We need not go so far back as Horace Walpole; it even astonishes the collector of last year to find that he must come to New York to buy back his Japanese bronzes, and his Capo di Monte, his Majolica and peach-blow vase. We may say that we have the oldest of arts, that of entertaining, wrested from the hands of the oldest of nations, and placed almost recklessly in the hands of the youngest,—as one would take a delicate musical instrument from the hands of a master and put it in the hands of a child. What wonder if in the first essay some chords are missed, some discords struck? Then we must remember that modern life is passing, slowly but decidedly, through a great revolution, now nearly achieved. The relation of equality is gradually eclipsing every other,—that of inequality, where it does survive, taking on its least noble form, as most things do in their decay. In Europe there is still deference to title, although the real power of feudalism was broken by Louis XI. Its shadow remains even in republican France, where if a man has not a title he is apt to buy or to steal one. On this side of the Atlantic there is a deference paid to wealth, however obtained. This is a much greater strain upon character, a more vulgar form of snobbery than the reverence for title; for a title means that sometime, no matter how long ago, some one lived nobly and won his spurs.

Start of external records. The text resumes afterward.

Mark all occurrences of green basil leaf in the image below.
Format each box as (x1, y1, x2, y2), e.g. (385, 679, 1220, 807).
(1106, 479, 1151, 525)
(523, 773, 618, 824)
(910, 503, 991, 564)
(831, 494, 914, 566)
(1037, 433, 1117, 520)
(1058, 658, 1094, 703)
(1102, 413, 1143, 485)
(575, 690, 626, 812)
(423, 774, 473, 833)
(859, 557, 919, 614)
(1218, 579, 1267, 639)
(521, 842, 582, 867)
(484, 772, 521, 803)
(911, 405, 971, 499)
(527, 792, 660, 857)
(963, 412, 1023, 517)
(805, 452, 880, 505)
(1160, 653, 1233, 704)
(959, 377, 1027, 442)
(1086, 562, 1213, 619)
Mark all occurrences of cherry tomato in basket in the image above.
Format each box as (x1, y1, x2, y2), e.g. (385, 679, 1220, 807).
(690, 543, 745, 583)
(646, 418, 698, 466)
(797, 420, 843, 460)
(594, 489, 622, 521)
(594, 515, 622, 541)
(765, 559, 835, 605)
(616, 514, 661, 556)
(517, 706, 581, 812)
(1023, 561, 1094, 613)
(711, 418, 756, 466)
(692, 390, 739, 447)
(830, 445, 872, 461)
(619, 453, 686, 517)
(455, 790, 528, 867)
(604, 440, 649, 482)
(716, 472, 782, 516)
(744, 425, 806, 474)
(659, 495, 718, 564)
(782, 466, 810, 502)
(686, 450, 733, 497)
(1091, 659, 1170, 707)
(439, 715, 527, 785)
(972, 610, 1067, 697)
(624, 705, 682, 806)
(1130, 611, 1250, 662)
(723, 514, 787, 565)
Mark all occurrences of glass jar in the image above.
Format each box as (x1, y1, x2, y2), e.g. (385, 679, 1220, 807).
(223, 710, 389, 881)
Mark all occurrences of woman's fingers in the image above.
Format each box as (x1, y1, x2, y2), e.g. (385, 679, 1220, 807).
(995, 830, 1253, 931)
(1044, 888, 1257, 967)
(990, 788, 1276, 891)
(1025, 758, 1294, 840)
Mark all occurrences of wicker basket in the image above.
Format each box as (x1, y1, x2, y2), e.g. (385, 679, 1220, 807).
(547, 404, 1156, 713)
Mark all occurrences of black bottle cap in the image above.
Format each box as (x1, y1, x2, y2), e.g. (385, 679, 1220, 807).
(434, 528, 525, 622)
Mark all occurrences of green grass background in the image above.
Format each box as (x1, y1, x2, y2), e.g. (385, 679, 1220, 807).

We may therefore assume that the great necromancer Prosperity, with his wand, luxury, has suddenly placed our new nation, if not on a footing with the old, certainly as a new knight in the field, whose prowess deserves that he should be mentioned. Or, to change the metaphor, we can imagine some spread-eagle orator comparing us to a David who with his smooth stones from the brook, dug up in California and Nevada, is giving all modern Goliaths a crack in the forehead. When we come to make a comparison, however, let us narrow this down to the giving of a dinner in London, in distinction to giving a dinner in any city in America, and see what our giant can do.

London possesses a regular system of society, a social citadel, around which rally those whose birth, title, and character are all well-known. It is conscious of an identity of interest, which compacts its members, with the force of cement, into a single corporation.

The queen and her drawing-room, the Prince of Wales and his set, the royal family, the nobility and gentry, what is called the aristocracy form a core to this apple, and this central idea goes through all its juices.

Think what it must mean to a man to read that he is descended from Harry Hotspur, Bolingbroke, Clarendon, Sidney, Spenser, Cecil. Imagine what it must have been to have known the men who daily gathered around the tables of the famous dinner-givers. Imagine what the dinners at Holland House were, and then compare such a dinner with one which any American could give. And yet, improbable as it may seem, the American dinner might be the more amusing. The American dinner would have far more flowers; it would be in a brighter room; it would be more "talky," perhaps,—but it could not be so well worth going to. In England, in the greater as well as in the simpler houses, there is a respect for intellect, for intelligence, that we have not. It is the fashion to invite the man or the woman who has done something to meet the most worshipful company, and the young countess just beginning to entertain would receive from her grandmother, who entertained Lord Byron, this advice, "My dear, always have a literary man, or an artist in your set."

The humblest literary man who has done anything well is immediately sought out and is asked to dinner; and the artist of merit, in music, painting, architecture, literature, is sure of recognition in London. One is almost always sure to see, at a grand dinner in London, some quiet elderly woman, who receives the attention of the most distinguished guests, and one learns that she is Mrs. So-and-So, who has written a story, or a few hymns.